Essa matéria preliminar foi estabelecida, de plano e de ofício por este magistrado, quando da decisão inicial, acostada às fls. 892-892vº, que, neste particular, foi objeto de agravo de instrumento por parte da Associação autora, mas foi mantida pelo Primeira Turma do E. TRF/5ª R, conforme cópia do respectivo acórdão à fl. 1010.


III.                Mérito


   II. 1. A Associação autora registra que a carreira de policial federal, entre os quais enquadram-se os peritos criminais federais, ora substituídos processuais, foi originariamente regida pelo Decreto-lei nº 2.521, de 1985, regulamentado pela Portaria do Ministro do Planejamento nº 523, de 28.07.1989, e posteriormente pela Lei nº 9.266,de 1996, alterada pela Lei nº 11.095, de 2005. Esclarece que desde o primeiro diploma legal a carreira de Perito Criminal Federal foi dividida em três classes: classe especial, primeira classe e segunda classe, sendo que pela última Lei acrescentou-se mais uma classe, a saber: a terceira classe.

    Registrou também que o início na carreira de Perito Criminal Federal dá-se sempre pela terceira classe e, como ainda não veio a luz o respectivo regulamento, continua este sendo o consignado na mencionada Portaria do Ministro do Planejamento.

   Alega a Associação autora que os Peritos de Terceira e de Segunda Classe estariam realizando atividade própria dos Peritos de Primeira Classe, qual seja, a elaboração de laudo pericial, conforme documentos que teria juntado com a petição inicial.

    Com referência aos Peritos de Terceira Classe o assunto seria mais grave ainda, porque até a presente data não teria havido regulamentação para essa classe e, então, eles estariam realizando atividades próprias dos Peritos de Primeira Classe.

   Diante desse quadro, no qual estaria havendo desvio de função, sustenta que os Substituídos Processuais, Peritos de Segunda e Terceira Classe, teriam o direito à percepção da diferença de vencimentos entre o que recebem e os vencimentos dos Peritos de Primeira Classe, invocando, para tanto, r. julgados e a súmula 223 do extinto E. Tribunal Federal de Recursos, que tinha o seguinte teor:

“Súmula 223 – O empregado, durante o desvio funcional, tem direito à diferença salarial, ainda que o empregador possua quadro de pessoal, organizado em carreira.”.

Invocou também a Súmula 378 do E. Superior Tribunal de Justiça, no mesmo sentido, verbis:

“Súmula 378 – reconhecido o desvio de função, o servidor faz jus às diferenças salariais decorrentes.”.

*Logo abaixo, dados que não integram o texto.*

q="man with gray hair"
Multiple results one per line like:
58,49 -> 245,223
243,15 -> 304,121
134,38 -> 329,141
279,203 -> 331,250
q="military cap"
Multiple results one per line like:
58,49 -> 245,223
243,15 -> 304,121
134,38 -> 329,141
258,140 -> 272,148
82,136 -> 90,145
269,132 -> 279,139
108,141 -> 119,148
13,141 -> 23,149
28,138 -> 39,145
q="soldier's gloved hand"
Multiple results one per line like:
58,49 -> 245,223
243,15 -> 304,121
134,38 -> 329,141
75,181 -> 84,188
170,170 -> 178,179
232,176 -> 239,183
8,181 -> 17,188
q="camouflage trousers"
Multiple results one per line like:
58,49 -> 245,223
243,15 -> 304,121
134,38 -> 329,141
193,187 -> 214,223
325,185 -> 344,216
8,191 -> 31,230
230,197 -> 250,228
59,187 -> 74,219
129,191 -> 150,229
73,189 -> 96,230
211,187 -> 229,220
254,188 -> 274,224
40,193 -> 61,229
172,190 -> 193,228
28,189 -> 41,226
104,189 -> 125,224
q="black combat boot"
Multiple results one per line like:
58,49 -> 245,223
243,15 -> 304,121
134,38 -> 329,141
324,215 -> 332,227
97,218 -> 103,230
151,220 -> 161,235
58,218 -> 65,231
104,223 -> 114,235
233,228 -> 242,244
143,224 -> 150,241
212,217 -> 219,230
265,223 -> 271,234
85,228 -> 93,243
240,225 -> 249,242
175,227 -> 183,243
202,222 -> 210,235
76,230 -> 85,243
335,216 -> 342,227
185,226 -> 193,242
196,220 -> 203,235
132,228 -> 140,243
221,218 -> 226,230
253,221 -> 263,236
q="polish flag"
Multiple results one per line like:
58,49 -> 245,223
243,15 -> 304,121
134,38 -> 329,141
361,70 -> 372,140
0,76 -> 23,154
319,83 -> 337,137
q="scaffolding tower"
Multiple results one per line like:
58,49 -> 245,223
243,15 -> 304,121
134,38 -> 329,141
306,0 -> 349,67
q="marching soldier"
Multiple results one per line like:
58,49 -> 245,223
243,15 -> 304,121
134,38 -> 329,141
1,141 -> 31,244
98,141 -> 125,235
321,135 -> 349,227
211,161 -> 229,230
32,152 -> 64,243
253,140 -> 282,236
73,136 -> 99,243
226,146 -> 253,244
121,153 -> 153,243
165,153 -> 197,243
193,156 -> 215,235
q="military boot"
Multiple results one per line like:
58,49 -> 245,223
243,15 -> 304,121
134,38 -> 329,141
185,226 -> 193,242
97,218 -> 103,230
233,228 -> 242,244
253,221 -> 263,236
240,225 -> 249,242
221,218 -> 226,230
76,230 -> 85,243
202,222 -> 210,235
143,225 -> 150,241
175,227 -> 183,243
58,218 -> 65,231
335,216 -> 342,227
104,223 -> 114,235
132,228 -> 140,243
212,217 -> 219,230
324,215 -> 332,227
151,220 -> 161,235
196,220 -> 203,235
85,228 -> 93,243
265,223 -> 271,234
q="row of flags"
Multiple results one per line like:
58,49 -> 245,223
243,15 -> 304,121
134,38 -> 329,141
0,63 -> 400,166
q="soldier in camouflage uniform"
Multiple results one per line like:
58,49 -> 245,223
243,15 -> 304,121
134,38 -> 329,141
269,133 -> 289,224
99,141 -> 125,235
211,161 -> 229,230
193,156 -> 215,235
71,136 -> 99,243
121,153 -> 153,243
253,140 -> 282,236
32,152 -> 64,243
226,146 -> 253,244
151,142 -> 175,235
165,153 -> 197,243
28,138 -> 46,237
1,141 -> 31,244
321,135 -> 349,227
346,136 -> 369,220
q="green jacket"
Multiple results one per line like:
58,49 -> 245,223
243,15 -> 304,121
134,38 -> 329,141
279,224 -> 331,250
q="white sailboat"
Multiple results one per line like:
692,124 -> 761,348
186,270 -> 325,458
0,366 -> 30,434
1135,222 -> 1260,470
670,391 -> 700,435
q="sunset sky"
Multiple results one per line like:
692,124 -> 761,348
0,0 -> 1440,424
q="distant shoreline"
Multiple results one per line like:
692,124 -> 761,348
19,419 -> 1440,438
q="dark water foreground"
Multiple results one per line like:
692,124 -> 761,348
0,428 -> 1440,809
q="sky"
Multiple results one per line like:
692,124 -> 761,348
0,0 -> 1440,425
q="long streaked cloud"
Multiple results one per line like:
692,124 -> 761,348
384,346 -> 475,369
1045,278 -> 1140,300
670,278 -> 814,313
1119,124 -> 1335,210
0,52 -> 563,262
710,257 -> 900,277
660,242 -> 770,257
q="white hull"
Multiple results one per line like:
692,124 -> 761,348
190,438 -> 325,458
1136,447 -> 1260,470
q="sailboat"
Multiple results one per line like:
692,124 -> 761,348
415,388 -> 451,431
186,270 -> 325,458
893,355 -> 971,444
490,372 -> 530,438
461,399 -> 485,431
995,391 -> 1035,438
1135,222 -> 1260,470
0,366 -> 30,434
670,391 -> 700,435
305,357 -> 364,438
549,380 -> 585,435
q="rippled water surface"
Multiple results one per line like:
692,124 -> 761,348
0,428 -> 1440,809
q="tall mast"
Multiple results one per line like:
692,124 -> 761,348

Faz outras inúmeras considerações e pede o reconhecimento do noticiado desvio de função e que a UNIÃO seja condenada a pagar aos Substituídos processuais, Peritos Judiciais de Segunda e Terceira Classe, a diferença de vencimentos entre o que ganham e os vencimentos dos Peritos de Primeira Classe, por todo o período em que teria havido o desvio de função. 


II.      2. AUNIÃO não nega que os Substituídos processais desta ação, Peritos Criminais Federais de Segunda e Terceira Classe, estejam  elaborando laudos periciais, sustentando ser essa elaboração própria do cargo de perito policial, independentemente do classe em que se encontra lotado o perito. Argumenta que seria inusitado que um perito policial não pudesse fazer um laudo e que a noticiada Portaria 523, de 1989, do Ministro do Planejamento, não veda, como não poderia vedar, que mencionados Substituídos pudessem elaborar laudo pericial, até mesmo pelo fato de que nessa Portaria constaria que tais Substituídos teriam que realizar outras tarefas que lhes fossem indicadas, próprias do cargo.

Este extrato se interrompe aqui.